Born from deep in the earth, metal is hard and durable, yet it can be softened by fire and easily reshaped into new forms and it can be sharpened to a cutting edge. Where would Butcher Ding be without his ox-dismembering knife or Zhong Kui the exorcist without his demon-expelling sword? Where would we be without our fine qi-conducting needles to heal or the sea captain without his delicate compass needle to guide him? Where would Daoist temples be without their bronze cauldrons for offerings to the ancestors or the internal alchemist without the transformative cauldrons of the three dan tian in the belly, chest and head?

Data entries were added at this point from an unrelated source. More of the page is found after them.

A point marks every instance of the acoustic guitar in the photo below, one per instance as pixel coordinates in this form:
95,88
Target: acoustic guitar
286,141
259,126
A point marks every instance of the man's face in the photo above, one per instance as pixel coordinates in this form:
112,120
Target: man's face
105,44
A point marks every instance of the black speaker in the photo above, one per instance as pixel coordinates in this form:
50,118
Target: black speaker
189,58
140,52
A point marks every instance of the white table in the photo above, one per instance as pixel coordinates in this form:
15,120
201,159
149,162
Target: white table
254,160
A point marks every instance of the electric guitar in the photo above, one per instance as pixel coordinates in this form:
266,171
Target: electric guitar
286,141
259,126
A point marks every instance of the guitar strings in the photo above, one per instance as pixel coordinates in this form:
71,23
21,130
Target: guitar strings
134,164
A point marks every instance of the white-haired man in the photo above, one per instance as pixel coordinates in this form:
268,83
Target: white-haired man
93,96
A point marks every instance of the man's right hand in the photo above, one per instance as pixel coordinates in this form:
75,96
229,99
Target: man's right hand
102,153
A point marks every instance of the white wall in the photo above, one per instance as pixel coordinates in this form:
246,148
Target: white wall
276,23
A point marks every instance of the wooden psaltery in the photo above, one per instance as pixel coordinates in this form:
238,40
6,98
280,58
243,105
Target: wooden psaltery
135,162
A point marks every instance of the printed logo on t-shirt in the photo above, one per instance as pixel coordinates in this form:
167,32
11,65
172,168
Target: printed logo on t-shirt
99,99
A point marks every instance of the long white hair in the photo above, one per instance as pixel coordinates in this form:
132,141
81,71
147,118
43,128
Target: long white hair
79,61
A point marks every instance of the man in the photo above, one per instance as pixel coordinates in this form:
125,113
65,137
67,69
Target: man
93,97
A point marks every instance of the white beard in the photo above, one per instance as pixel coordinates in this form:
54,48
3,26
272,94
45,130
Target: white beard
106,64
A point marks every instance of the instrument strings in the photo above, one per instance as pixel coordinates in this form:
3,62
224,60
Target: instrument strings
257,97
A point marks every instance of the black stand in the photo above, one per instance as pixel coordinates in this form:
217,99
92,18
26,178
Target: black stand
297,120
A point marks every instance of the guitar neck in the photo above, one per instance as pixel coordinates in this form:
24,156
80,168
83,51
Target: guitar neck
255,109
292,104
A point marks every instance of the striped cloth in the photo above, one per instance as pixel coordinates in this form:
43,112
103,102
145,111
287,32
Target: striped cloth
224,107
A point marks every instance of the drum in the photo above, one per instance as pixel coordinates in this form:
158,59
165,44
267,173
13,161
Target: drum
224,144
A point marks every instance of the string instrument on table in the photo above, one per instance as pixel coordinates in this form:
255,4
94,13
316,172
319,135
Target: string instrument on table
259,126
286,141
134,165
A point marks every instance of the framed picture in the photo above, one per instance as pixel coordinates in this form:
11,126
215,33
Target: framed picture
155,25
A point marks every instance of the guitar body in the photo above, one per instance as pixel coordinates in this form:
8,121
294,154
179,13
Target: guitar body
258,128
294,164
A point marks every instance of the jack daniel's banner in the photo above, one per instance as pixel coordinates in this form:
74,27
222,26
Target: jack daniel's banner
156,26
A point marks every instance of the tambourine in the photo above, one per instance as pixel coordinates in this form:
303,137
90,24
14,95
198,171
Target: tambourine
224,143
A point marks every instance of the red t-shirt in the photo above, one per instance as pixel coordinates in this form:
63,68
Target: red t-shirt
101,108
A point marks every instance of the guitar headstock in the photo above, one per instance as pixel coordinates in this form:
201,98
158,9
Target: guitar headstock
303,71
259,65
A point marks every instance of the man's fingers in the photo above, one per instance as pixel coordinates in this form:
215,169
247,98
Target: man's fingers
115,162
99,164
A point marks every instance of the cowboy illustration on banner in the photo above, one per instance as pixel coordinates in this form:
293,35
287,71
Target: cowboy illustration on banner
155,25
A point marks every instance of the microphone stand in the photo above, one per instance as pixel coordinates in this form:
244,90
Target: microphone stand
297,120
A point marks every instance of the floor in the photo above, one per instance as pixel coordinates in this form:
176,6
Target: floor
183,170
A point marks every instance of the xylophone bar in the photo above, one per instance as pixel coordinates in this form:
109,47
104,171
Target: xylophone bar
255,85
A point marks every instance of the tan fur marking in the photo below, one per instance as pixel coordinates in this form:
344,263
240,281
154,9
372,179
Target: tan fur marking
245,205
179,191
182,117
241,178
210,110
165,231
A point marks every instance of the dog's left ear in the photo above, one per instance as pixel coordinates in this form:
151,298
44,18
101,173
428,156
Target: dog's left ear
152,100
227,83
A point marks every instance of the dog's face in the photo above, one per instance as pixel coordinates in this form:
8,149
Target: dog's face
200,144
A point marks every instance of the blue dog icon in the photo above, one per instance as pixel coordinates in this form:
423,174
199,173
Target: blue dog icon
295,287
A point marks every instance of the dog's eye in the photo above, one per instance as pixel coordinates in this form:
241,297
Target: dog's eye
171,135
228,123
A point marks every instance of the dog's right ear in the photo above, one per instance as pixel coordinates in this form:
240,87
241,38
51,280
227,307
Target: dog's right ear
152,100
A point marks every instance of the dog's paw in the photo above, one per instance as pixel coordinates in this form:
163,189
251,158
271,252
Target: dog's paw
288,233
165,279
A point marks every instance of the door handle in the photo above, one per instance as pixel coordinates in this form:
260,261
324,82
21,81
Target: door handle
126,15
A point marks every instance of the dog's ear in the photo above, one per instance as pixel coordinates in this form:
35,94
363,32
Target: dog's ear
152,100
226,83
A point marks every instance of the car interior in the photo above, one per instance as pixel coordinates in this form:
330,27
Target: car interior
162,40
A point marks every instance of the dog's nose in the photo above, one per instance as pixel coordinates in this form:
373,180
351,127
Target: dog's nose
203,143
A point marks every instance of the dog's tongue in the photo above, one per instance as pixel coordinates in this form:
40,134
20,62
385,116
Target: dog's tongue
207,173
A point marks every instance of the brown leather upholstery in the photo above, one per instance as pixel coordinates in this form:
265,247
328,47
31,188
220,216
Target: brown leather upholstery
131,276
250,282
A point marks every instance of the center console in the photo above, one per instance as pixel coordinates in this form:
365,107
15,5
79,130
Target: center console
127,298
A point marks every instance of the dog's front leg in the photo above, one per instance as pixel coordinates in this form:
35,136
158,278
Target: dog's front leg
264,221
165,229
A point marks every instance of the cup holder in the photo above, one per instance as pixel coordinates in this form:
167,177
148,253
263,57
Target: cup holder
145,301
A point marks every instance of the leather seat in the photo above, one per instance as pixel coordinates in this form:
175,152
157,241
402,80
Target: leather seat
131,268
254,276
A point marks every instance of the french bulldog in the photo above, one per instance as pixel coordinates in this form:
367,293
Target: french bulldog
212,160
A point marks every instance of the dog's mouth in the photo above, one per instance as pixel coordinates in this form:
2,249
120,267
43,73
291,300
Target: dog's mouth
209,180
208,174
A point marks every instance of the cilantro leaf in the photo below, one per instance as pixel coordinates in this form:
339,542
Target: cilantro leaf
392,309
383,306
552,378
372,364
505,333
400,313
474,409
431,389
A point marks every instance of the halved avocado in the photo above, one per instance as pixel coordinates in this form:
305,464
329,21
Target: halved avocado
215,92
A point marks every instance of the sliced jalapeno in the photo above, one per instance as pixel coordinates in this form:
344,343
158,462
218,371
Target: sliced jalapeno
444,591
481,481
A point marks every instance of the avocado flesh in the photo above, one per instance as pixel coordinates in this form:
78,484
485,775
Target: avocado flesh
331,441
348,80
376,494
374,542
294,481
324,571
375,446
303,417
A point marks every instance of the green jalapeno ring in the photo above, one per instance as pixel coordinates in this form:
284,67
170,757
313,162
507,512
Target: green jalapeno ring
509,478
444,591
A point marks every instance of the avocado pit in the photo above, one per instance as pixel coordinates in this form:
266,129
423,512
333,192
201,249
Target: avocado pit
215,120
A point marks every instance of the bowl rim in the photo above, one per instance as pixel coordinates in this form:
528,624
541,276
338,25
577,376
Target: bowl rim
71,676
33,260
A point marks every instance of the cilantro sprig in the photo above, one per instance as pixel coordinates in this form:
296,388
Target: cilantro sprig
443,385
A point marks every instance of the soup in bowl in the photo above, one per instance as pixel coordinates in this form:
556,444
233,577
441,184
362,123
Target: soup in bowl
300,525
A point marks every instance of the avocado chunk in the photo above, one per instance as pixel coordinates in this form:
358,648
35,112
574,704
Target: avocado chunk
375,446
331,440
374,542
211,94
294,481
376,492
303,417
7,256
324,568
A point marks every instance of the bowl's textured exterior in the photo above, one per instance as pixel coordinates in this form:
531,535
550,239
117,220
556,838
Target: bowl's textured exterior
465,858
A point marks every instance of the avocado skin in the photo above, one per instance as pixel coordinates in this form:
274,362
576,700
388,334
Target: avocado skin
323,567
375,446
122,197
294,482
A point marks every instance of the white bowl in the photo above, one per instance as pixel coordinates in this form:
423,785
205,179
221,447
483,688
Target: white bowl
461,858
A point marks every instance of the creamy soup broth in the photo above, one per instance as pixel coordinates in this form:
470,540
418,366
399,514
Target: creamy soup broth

Our associations with metal are often utilitarian and mundane, lacking the sense of richness, preciousness, gold and perfection that are an intrinsic part of the Chinese. With its hallmarks of precision and control, metal brings focus to the limitations of time and concentration to the restrictions of space. From breath control to po control, the lungs regulate our qi in one of the most fundamental body rhythms, that of respiration, from the first breath that sees us in to the last breath that takes us out.
Blending the practicality of Chinese medicine with the wisdom of internal alchemy, we will explore metal as a deep, hidden treasure. What better time to do so than in this year of the metal ox, following hard on the dramas of the metal rat year of 2020!